As for that “perspective” I mentioned earlier, I can see SOME gamers more used to faster-paced action games wondering what the fuss is all about over two games where mostly languid pacing, scant dialog and emotional moments that aren’t high-five related are core to enjoying each experience. To those folks, I say expand your horizons and see how both games seep into you thanks to their presentation and gameplay that rewards patience and observation.In other words, don’t go in looking for a God of War game and you’ll be a happy camper. Also, if you don’t own a 3D TV and know someone who does, make the effort to play or see both games in 3D at some point. It’s definitely worth it. The game looks great on any TV, but it’s definitely been remastered for HD sets and the 3D doesn’t feel slapped on at all.
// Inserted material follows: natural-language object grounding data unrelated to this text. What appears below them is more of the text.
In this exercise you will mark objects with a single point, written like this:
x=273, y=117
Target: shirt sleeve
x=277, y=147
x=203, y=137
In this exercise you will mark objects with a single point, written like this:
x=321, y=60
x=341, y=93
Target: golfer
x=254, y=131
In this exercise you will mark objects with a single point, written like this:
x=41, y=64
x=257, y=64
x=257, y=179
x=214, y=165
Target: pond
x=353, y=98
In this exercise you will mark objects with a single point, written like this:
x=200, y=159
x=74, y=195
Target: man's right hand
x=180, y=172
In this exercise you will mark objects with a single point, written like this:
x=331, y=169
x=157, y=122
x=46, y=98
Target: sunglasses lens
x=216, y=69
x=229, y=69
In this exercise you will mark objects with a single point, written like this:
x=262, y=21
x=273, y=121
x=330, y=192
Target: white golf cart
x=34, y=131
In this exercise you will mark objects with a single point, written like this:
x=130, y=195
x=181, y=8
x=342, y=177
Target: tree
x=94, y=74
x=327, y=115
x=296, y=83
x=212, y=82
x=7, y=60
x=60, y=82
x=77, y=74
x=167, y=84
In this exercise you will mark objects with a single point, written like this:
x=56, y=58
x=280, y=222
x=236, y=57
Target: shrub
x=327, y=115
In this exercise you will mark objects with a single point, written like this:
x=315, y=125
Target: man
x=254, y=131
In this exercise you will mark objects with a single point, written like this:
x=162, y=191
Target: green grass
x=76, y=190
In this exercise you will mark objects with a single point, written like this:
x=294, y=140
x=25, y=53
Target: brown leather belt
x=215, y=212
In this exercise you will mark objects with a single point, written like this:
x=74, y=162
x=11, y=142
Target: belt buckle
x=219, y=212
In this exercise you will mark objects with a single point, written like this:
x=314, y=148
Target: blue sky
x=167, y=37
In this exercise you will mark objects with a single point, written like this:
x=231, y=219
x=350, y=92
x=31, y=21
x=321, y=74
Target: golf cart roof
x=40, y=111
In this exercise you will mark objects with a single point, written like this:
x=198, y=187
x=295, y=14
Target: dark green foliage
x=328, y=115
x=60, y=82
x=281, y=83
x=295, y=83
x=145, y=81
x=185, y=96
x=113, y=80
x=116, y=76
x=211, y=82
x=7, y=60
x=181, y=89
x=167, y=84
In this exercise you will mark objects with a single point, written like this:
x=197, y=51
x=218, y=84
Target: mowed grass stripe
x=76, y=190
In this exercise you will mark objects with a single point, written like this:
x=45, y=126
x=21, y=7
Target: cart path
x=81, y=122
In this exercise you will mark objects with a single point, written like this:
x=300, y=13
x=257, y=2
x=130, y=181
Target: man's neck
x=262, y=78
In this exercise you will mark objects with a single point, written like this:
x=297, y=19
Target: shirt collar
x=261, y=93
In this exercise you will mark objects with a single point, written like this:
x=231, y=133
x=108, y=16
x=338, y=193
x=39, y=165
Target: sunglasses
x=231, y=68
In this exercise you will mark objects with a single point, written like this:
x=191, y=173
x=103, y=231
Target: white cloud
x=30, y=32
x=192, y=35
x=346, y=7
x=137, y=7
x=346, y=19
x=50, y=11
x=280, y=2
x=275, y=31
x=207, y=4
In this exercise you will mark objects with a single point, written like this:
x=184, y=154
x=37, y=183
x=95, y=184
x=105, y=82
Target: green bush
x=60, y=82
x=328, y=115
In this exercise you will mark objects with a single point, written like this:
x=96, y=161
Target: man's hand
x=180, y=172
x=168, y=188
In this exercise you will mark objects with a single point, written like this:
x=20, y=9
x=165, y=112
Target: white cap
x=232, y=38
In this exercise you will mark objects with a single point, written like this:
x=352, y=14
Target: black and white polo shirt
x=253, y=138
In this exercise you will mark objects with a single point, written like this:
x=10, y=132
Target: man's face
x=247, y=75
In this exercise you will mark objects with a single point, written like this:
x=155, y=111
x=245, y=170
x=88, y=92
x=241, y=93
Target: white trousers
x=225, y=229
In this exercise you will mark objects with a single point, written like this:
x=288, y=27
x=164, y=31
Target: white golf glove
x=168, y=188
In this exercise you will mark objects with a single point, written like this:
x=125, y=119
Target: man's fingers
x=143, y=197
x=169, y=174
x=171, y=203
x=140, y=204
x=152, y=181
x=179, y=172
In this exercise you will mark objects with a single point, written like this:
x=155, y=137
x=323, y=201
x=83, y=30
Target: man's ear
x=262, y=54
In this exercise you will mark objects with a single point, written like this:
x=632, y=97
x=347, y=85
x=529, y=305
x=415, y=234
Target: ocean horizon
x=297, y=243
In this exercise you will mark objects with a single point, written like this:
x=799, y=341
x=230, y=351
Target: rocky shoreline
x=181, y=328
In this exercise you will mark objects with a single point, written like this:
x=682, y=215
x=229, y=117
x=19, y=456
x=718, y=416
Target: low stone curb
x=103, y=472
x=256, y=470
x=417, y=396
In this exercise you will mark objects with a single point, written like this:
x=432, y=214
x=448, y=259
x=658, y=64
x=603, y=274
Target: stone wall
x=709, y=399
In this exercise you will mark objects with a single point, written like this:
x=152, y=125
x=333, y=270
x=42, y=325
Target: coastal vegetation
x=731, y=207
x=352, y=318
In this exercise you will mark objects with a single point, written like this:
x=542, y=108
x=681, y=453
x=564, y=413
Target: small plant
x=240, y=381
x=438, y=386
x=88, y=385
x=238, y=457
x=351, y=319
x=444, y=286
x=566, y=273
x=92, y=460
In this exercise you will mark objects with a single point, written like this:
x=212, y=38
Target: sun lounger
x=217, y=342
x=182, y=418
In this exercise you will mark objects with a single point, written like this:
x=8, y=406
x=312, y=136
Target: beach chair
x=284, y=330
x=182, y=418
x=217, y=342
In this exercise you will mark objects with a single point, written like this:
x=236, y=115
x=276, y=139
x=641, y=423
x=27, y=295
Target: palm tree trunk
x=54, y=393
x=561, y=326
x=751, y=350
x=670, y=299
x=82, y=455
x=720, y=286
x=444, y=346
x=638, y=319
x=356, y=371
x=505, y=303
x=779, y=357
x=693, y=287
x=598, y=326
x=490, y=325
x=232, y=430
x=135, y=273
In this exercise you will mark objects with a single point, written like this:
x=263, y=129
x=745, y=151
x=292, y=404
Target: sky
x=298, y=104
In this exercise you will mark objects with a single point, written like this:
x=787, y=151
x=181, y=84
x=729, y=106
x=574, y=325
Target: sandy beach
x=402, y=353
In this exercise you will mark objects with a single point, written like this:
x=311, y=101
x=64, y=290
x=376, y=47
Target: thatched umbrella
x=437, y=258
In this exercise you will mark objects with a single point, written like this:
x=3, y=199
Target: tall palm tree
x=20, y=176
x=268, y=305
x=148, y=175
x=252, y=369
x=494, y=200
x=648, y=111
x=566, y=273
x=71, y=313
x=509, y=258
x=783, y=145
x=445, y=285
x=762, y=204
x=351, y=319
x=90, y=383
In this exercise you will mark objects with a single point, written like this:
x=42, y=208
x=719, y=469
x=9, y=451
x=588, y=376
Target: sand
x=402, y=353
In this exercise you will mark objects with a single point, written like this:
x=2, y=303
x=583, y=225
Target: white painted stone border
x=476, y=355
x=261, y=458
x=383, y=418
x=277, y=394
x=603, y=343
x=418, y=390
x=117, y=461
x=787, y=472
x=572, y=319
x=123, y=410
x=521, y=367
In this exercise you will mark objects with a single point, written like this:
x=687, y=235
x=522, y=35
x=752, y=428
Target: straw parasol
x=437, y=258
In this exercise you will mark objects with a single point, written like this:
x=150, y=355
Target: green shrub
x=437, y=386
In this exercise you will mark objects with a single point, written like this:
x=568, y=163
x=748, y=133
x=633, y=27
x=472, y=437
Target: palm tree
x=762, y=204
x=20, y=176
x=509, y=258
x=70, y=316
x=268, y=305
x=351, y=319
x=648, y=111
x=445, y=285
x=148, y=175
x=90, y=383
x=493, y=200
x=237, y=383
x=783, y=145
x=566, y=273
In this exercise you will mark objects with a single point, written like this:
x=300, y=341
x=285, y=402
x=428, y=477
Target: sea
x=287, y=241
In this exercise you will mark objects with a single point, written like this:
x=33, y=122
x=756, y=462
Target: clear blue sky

In terms of bonus features, there are some great behind the scenes videos featuring Team Ico talking about the games and their development, a great peek at the eagerly awaited PS3 game The Last Guardian (which is looking incredible) and some excellent movies of ICO and SoTC in their early forms. I do wish that there was more original PlayStation footage of the first version of ICO, as I vaguely recall seeing a build at E3 back in 2000 (I so WISH I’d taken photographs of it!). You also get two wallpaper themes for our PS3 dashboard (one for each game on the disc) that are quite cool (and should also be made available for the PSP at some point). Overall, this is a superb value for the money and yet another great HD collection from Sony that’s an absolute must for any PS3 owner looking to experience or revisit two of the best titles in modern gaming history.